Nelson Immune Diseases #2 Flashcards
SS-A and SS-B antibodies are diagnostic of what?
Sjogren Syndrome
Citrullinated peptide antibodies?
Rheumatoid arthritis
ANA, dsDNA, anti-Smith, and sometimes Ribosome P antibodies
SLE
Anti U1-RNP antibodies
Mixed connective tissue disease
Scl70
Scleroderma
Jo1
Polymyositis
Anti-centromere antibodies
CREST syndrome (of limited scleroderma)
What does WASP protein do and tell me about the disease it is mutated in.
Involved in cell migration and signal transduction. Wiskott-Aldrich Syndrome: immunodeficiency with eczema and thrombocytopenia.
X-linked.
Depletion of T lymphocytes, low IgM.
Chediak-Higashi syndrome
defective fusion of phagosomes and lysosomes in phagocytes, resulting in defective phagocyte function and susceptibility to infections.
SCID
most commonly Adenosine deaminase deficiency. adenine toxic to B and T cells, decreases dNTP precursors for DNA synthesis.
DiGeorge
failure of 3rd and 4th pharyngeal pouches to develop–thymus and parathyroid glands fail to develop. low levels of T lymphocytes
Bruton’s aggamaglobulinemia
x-linked. failure of pro and pre B cells to develop into mature B cells because of a mutated Bruton’s tyrosine kinase (Btk). Obvious at age 6 months when mother Ig is gone.
Common variable immunodeficiency
both sexes affected equally. failure of B cells to develop into plasma cells. onset of symptoms is later.
Difference between dermatomyositis and polymositis
dermatomyositis: injury to small blood vessels in skeletal muscle along with skin rash. perifascicular myocyte atrophy secondary to ischemia–clinically present with muscle weakness and skin rash (upper eyelid discoloration, periorbital edema, scaling erythematous eruption over knuckles, elbows, and knees (Gottron’s papules).
Polymyositis: muscle involvement like dermatomyositis, lack of skin involvement!

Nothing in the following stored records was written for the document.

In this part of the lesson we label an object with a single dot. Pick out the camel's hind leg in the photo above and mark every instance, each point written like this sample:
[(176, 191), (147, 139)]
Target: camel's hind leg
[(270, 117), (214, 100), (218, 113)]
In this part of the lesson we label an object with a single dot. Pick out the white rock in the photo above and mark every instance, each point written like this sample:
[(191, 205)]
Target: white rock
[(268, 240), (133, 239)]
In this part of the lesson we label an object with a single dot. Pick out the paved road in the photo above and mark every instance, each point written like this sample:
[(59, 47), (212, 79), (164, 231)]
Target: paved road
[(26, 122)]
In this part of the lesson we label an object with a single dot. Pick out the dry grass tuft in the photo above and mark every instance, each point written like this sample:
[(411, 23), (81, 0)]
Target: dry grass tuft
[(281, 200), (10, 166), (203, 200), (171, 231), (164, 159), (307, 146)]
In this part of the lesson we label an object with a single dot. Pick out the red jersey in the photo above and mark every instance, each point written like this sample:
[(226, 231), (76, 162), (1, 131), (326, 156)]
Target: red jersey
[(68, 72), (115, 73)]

Anti-Jo1 antbodes directed against histidyl t-RNA synthetase. Appears that muscle injury caused by activated CD8+ T cells. NO perifascicular atrophy.
Systemic sclerosis (Scleroderma)
chronic inflammation, damage to small blood vessels, perivascular fibrosis of skin and several organs (skin, GI, kidneys, heart, muscles, lungs).
Diffuse scleroderma: widespread skin involvement at onset, rapid progression and early visceral involvement.
Limited: skin limited to fingers, forearms, face, late visceral involvement. Some patints develop CREST syndrome (Calcinosis, Raynaud’s, esophogeal dysmotility, sclerodactyly, and telangectasia).
Note: the pathological findings are secondary to ischemic damage and fibrosis in the affected organs.